Unlike stimulants, ketamine does not artificially enhance focus. Instead, it appears to restore cognitive flexibility, modulate emotional reactivity, and recalibrate dysfunctional brain network activity — specifically, the default mode network (DMN), which is often hyperactive in both depression and ADHD.
Research published in Molecular Psychiatry has shown that ketamine rapidly enhances neuroplasticity by increasing glutamate transmission and promoting the growth of new synaptic connections. This could be especially relevant for people with ADHD who struggle not only with attention but also with emotional regulation, task inertia, and working memory — issues linked to inefficient connectivity between prefrontal and limbic brain regions.
One possible mechanism involves the TPH2 gene, which regulates serotonin synthesis in the brain. Altered TPH2 expression has been implicated in impulsivity and behavioral disinhibition — both core traits of ADHD. Ketamine’s impact on serotonergic systems, alongside its well-documented glutamatergic effects, may help recalibrate these imbalances. While studies on TPH2 and ketamine remain limited, the connection opens intriguing avenues for further research into personalized, mechanism-based treatments.
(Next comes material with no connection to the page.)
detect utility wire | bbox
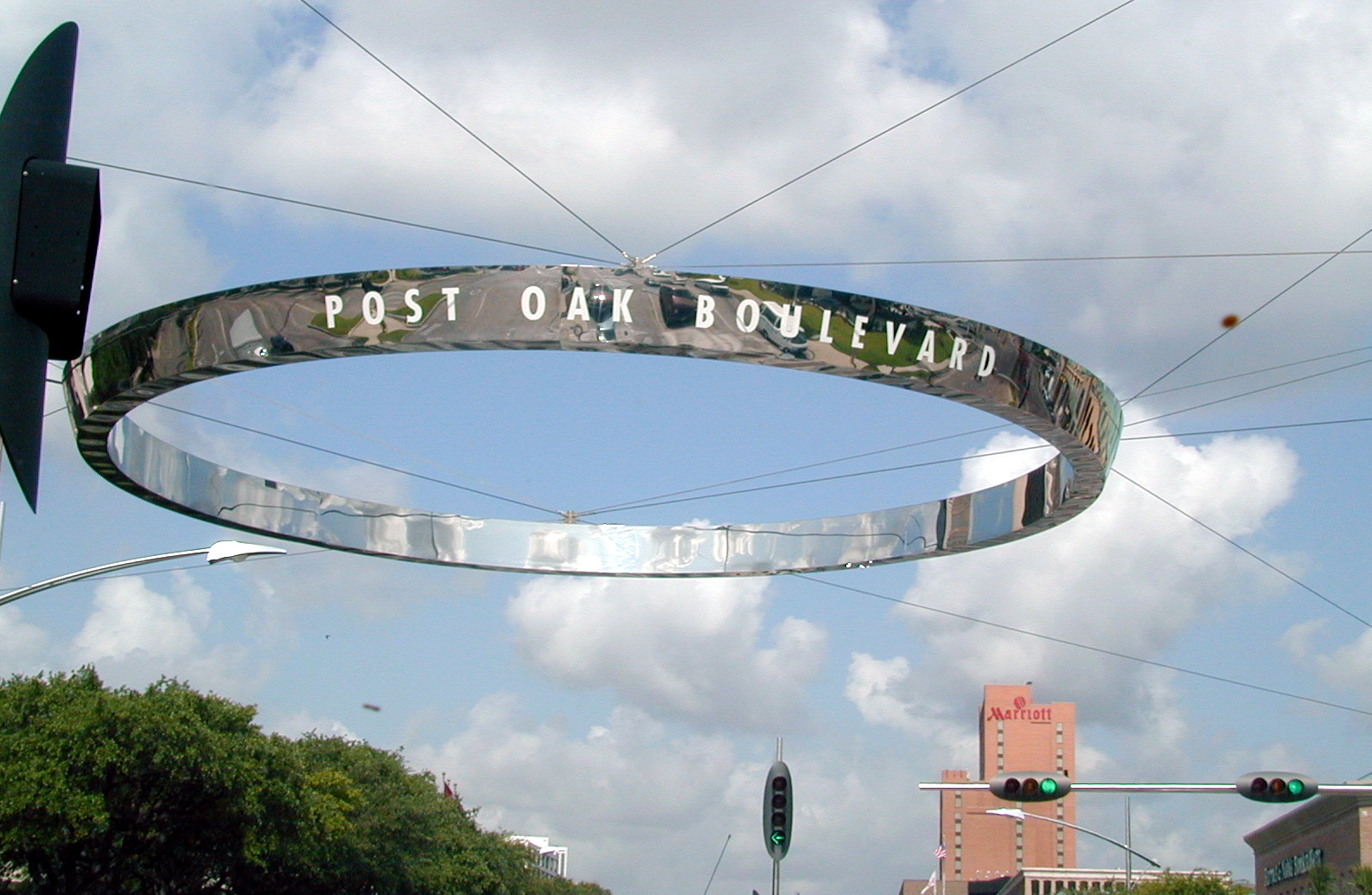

Take the case of James, a creative director in New York who struggled for years with a blend of ADHD-like symptoms and mood instability. Stimulants made him irritable and erratic. It wasn’t until he received a different diagnosis — a rare bipolar variant — and began ketamine nasal spray treatment, that things shifted. Within weeks, James reported improved emotional regulation, clearer thinking, and a dramatic reduction in anxiety. Though not a typical ADHD case, his story underscores the possibility that ketamine may address overlapping symptom domains or ADHD comorbidities in ways traditional medications don’t.
Still, it’s important to approach this territory with scientific caution. Ketamine therapy is not an approved treatment for ADHD, and existing evidence is preliminary at best. Systematic reviews have not found any strong data supporting ketamine’s efficacy in ADHD, and clinicians generally agree it should not replace first-line therapies. Controlled trials are urgently needed to determine if observed benefits are reproducible, significant, and safe over time.
Yet even in the absence of robust ADHD-specific data, ketamine’s broader effects (reducing rumination, improving mood, quieting inner chaos) may offer secondary benefits for people whose attention problems are compounded by trauma, rejection sensitivity, or chronic anxiety.
Viewed through this lens, ketamine therapy isn’t a cure, nor a stimulant substitute. It may instead serve as a circuit-breaker — a way to calm the noise long enough for the ADHD brain to access its native strengths: improvisation, associative thinking, creative risk-taking.
Ultimately, reframing ADHD as a mismatch rather than a malfunction invites more nuanced, compassionate treatment models that honor neurodiversity while addressing real suffering. Whether ketamine becomes part of that toolkit remains to be seen. But as science continues to unpack the brain’s complexity, it’s clear that supporting ADHD isn’t just about improving focus. It’s about restoring harmony to a system that was never broken, just built for a different world.